Phil Jackson wasn't sure how effective Odom will be against the Hornets, or maybe even for a few games down the line. He described the condition as a "problematic kind of thing that's going to affect him for a while." And while noting Odom's overall activity level shouldn't suffer, the healing process could leave his game less refined.

"It shouldn't affect his activity," explained Jackson. "The only thing that's (affected) obviously is something that involves reaching. Shooting might be affected because of the length of his shot. The follow through."

Assuming the shoulder doesn't shelve Odom, one assumes the D-League reassignment widely expected for rookie Derrick Caracter remains on the near horizon. Fellow rook Devin Ebanks is part of the Bakersfield Jam as we speak, and Caracter has gotten the skinny from his buddy about life in the minors. It's not glamorous, but that's just fine. Caracter sees the assumed move as part of being a professional, and adopting a professional mindset is a big goal while mostly sitting for a championship caliber team.

Derrick has paid attention to examples set by guys like Kobe Bryant, Derek Fisher and Pau Gasol. He's also taken in lessons learned the hard way.

"I used to stay up late in the hotel," shared Caracter of habits broken while on the road. "I'd get into bed and whether watching some movies or talking on the phone, I'd find some games coach caught me off guard. He'd throw me in. I think we was playing away in Detroit and I stayed up kinda late that night and I played a good eight or nine minutes. I wasn't able to perform as well because my legs were just so heavy and I didn't get enough the night before. I was like, "I won't let that happen again."

That quest towards professionalism doesn't appear lost on Jackson. It's always been my impression the brass sees a bright potential in Caracter -- Ebanks, too, for that matter -- but considering the question marks surrounding him in college, what matters even more is the hardhat mentality on display.

"He's a worker," praised Jackson of Caracter. "We like that. He comes to work early and often. Every day he works on his skills. This is a guy that I think is going to have a future in the game."

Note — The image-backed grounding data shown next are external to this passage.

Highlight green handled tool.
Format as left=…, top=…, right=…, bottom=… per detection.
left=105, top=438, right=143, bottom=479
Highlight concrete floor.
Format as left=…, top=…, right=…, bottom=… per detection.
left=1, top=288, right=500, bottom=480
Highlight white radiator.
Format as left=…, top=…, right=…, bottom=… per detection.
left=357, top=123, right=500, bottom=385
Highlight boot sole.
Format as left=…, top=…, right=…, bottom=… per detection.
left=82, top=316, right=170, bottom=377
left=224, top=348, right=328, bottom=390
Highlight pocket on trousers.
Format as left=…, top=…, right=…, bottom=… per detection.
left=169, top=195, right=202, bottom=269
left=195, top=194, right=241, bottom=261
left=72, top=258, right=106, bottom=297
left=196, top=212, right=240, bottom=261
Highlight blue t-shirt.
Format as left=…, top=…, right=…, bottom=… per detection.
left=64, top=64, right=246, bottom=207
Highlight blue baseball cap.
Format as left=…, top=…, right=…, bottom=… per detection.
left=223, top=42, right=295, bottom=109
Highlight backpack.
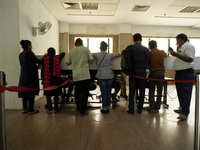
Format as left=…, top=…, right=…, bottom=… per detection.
left=121, top=45, right=134, bottom=75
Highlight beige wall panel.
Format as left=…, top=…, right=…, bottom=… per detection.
left=59, top=32, right=69, bottom=54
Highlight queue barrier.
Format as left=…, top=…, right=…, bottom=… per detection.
left=0, top=74, right=198, bottom=150
left=0, top=78, right=71, bottom=94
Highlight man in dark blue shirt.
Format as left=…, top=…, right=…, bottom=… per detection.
left=126, top=33, right=150, bottom=114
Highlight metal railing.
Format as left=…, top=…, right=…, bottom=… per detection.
left=0, top=71, right=6, bottom=150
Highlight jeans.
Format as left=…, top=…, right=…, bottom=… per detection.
left=129, top=70, right=147, bottom=111
left=98, top=79, right=113, bottom=110
left=148, top=70, right=165, bottom=110
left=74, top=79, right=90, bottom=114
left=175, top=69, right=194, bottom=117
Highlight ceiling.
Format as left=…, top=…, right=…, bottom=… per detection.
left=40, top=0, right=200, bottom=27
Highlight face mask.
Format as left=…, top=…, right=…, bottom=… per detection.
left=176, top=43, right=179, bottom=47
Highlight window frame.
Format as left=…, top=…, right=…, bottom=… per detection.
left=69, top=34, right=119, bottom=53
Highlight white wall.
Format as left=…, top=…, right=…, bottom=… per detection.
left=68, top=24, right=120, bottom=35
left=0, top=0, right=21, bottom=109
left=62, top=23, right=200, bottom=38
left=0, top=0, right=59, bottom=109
left=132, top=25, right=200, bottom=38
left=19, top=0, right=59, bottom=55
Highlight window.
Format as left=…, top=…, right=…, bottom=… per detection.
left=150, top=38, right=168, bottom=53
left=189, top=39, right=200, bottom=57
left=142, top=38, right=149, bottom=48
left=169, top=38, right=177, bottom=53
left=75, top=37, right=113, bottom=53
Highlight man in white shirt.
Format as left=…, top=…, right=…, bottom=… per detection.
left=169, top=33, right=195, bottom=121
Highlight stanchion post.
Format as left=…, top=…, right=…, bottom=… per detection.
left=0, top=71, right=6, bottom=150
left=194, top=73, right=200, bottom=150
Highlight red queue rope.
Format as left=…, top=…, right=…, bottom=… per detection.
left=131, top=75, right=195, bottom=83
left=0, top=78, right=72, bottom=94
left=0, top=75, right=195, bottom=94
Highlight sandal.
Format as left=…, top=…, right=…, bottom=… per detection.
left=28, top=110, right=39, bottom=115
left=54, top=109, right=61, bottom=113
left=174, top=109, right=181, bottom=114
left=177, top=114, right=187, bottom=121
left=21, top=108, right=28, bottom=114
left=47, top=110, right=52, bottom=114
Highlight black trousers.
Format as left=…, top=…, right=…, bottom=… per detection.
left=74, top=79, right=90, bottom=114
left=22, top=96, right=35, bottom=112
left=46, top=95, right=59, bottom=111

Finally, I learned a little about the team's new defensive scheme. For starters, as Phil corrected me, it's more "tweaked" than truly "new." But semantics aside, here's how Jackson felt the system's principles, which in a nutshell involve keeping two bodies between the ball and the basket at all times, could come into play against the Hornets:

"We were trying to keep guys in front of us. With Chris Paul, it's one of the effective things maybe to keep him in front of us. A lot of the screen rolls, guys are able to break through. Cross over. Penetrate you to the middle or get through the baseline, anyway. So that's what we're trying to avoid. Get the ball stopped and get the play stopped, so that we can go ourselves in the rotation.

"It requires a somewhat of a change in rotation, but we're still working with the same concepts that we've had before. Trying to get guys to think of the concepts as being the same is the ticket."